# Exploratory Data Analysis: Spotify Listening

As both an avid Spotify user and a lover of all-things-data, I have always wanted to deep-dive into my own listening habits via data science. Were there any patterns that I had never noticed? Does my streaming data match how I personally feel about my music taste? What kind of listener am I?

In order to explore who I was as a music listener, I requested the available data for my personal Spotify account. The following notebook follows through my process of exploratory data analysis, with particular focus on my streaming history.

In [None]:
import numpy as np
import pandas as pd
import seaborn as sns
import json
import time
import matplotlib.pyplot as plt

from pandas.plotting import register_matplotlib_converters
register_matplotlib_converters()

## Loading the dataset

In [None]:
def load_streaming_data(src):
    """
    Returns a Pandas DataFrame object with the current listening history 
    from Spotify data pull.
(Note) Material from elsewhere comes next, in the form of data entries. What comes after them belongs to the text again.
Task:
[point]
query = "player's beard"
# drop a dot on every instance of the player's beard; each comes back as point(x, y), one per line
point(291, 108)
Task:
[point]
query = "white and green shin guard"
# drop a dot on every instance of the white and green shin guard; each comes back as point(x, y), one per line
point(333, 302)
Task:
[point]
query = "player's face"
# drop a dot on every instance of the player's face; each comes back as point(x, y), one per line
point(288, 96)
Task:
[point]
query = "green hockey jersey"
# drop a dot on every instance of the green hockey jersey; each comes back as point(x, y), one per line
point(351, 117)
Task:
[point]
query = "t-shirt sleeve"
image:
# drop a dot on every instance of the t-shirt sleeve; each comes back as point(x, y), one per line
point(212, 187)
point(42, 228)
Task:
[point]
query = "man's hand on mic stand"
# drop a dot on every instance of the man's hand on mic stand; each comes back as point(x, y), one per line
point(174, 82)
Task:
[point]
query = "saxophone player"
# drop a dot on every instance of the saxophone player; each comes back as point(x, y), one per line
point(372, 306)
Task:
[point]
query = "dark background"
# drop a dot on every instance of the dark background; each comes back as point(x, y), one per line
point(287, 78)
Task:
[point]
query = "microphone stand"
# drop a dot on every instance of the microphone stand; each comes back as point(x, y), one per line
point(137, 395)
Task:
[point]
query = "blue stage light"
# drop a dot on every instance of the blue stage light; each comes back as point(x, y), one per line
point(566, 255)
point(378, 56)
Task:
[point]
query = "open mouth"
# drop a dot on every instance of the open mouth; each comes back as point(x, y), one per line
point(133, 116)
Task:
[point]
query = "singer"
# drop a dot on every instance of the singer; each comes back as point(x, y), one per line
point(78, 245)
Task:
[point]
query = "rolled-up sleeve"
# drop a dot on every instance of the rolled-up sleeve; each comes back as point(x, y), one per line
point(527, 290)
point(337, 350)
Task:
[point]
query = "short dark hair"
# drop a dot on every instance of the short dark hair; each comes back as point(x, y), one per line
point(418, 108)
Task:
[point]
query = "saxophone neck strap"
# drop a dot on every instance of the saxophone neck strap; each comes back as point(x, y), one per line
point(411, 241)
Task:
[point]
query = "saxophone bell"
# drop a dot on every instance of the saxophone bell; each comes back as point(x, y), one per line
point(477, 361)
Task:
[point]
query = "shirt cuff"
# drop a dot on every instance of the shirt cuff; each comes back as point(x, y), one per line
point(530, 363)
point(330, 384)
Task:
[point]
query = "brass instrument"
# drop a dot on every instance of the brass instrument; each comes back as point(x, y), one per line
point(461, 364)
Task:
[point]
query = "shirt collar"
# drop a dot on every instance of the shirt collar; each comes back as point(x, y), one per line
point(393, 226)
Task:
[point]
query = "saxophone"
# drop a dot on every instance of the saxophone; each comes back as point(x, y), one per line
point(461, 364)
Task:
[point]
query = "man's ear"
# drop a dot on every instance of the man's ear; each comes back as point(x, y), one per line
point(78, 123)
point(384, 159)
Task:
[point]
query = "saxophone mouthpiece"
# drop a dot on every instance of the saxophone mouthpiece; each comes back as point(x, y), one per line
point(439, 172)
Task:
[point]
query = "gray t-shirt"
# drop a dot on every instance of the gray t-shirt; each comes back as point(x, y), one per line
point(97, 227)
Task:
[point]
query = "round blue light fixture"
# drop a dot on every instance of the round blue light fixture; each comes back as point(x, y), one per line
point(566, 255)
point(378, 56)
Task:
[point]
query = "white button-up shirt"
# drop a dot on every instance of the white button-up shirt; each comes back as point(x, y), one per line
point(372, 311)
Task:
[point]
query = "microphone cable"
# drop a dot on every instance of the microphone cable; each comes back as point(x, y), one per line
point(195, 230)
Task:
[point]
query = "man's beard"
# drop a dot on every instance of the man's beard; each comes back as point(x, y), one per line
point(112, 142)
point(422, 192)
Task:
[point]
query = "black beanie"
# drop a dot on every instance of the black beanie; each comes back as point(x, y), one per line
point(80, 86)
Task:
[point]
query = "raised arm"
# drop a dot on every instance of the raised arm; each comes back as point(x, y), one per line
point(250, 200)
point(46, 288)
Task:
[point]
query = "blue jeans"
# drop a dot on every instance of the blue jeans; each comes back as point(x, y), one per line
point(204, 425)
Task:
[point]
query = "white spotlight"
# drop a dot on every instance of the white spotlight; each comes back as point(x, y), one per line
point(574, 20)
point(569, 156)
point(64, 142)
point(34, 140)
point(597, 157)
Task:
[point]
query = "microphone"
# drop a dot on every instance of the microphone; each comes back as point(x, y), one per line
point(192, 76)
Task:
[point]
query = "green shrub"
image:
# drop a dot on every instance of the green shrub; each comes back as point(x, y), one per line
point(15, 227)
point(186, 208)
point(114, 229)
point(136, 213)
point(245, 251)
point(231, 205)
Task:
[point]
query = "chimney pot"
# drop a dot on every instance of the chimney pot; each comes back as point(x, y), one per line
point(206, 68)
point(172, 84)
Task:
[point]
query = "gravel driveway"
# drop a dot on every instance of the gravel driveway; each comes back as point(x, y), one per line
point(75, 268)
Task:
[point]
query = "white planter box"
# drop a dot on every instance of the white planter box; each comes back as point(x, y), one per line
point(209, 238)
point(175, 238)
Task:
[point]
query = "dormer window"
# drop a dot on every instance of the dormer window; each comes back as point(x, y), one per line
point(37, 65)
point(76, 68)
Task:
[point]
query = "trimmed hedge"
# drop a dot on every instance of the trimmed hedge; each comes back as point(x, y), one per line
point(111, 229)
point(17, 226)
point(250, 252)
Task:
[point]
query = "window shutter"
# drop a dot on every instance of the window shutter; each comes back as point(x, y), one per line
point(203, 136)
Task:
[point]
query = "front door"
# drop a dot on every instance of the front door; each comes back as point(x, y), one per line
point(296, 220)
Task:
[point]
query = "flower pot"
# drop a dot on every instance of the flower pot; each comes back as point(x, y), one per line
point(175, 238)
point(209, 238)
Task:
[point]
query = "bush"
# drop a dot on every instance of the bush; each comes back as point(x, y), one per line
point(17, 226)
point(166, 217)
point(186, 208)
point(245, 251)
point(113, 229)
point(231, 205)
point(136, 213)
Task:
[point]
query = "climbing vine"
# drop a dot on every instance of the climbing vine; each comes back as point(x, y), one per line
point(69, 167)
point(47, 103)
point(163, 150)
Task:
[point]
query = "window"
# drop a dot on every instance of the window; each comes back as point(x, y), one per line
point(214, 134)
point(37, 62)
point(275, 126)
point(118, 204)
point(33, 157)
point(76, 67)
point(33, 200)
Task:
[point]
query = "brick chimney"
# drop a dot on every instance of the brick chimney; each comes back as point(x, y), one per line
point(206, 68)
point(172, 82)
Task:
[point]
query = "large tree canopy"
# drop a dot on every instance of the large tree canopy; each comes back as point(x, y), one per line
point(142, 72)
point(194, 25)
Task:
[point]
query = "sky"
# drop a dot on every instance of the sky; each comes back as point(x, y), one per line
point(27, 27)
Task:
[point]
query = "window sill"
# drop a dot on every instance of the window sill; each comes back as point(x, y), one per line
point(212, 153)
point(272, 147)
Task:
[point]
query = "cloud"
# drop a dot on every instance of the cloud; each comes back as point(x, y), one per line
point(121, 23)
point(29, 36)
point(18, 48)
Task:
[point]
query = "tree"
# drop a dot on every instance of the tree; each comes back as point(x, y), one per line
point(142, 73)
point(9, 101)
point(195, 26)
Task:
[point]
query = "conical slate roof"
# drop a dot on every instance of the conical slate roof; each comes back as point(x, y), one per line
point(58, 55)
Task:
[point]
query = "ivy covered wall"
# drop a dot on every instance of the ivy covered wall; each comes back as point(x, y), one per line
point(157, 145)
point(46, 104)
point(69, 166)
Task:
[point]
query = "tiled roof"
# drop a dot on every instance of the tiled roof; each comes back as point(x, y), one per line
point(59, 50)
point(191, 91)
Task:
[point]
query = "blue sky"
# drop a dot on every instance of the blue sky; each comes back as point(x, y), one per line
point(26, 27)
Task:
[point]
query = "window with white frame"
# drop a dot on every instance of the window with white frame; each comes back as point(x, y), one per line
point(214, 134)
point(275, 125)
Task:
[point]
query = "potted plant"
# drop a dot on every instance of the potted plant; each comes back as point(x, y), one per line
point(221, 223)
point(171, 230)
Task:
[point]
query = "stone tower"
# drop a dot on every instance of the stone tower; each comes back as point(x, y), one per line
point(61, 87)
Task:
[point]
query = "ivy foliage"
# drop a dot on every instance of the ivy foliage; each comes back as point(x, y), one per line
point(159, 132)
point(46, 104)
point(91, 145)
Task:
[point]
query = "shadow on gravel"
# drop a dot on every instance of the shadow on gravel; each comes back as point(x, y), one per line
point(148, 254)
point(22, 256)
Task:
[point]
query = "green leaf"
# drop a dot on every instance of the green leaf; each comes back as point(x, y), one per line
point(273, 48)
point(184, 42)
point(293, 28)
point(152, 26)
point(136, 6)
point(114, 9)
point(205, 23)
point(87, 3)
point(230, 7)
The src argument is the folder in which the data is stored.
    """
    with open(f'../data/personal/{src}/StreamingHistory0.json') as file:
        data = json.load(file)
    with open(f'../data/personal/{src}/StreamingHistory0.json') as file:
        data1 = json.load(file)
        
    df0 = pd.DataFrame(data)
    df1 = pd.DataFrame(data1)
    df = df0.append(df1, ignore_index=True)
    df['secPlayed'] = round(df['msPlayed'] / 1000, 1)
    df = df.drop(columns=['msPlayed'])

    STRTIME_FORMAT = '%Y-%m-%d %H:%M'
    df['endTime'] = pd.to_datetime(df['endTime'], format=STRTIME_FORMAT)
    
    return df

In [None]:
df = load_streaming_data("summer20")

In [None]:
print('INFORMATION ABOUT DATA: \n') 
print(df.info())
df.head()

## General Exploratory Data Analysis

### Daily Listening Time

In [None]:
daily = df.groupby(pd.Grouper(key='endTime', freq='D')).sum()
daily['minPlayed'] = daily['secPlayed'] / 60

In [None]:
# Showing elementary statistics
daily.describe()

In [None]:
plt.figure(figsize=(20,10))
sns.lineplot(x=daily.index, y='minPlayed', data=daily)
plt.xticks(rotation=45);
plt.xlabel('Date', fontsize='x-large')
plt.ylabel('Time Played (Minutes)', fontsize='x-large')
plt.title('Daily Listening Times (Spotify)', pad=20);
#plt.savefig('daily_listening', bbox_inches='tight', dpi=300);

### Monthly Listening Time

In [None]:
weekly = df.groupby(pd.Grouper(key='endTime', freq='W-MON')).sum()
weekly['hrPlayed'] = weekly['secPlayed'] / 3600

In [None]:
plt.figure(figsize=(12,10))
sns.lineplot(x=weekly.index, y='hrPlayed', data=weekly)
plt.xticks(rotation=45);
plt.xlabel('Date', fontsize='x-large')
plt.ylabel('Time Played (Hours)', fontsize='x-large')
plt.title('Weekly Listening Times (Spotify)', pad=20);
#plt.savefig('weekly_listening', bbox_inches='tight', dpi=300)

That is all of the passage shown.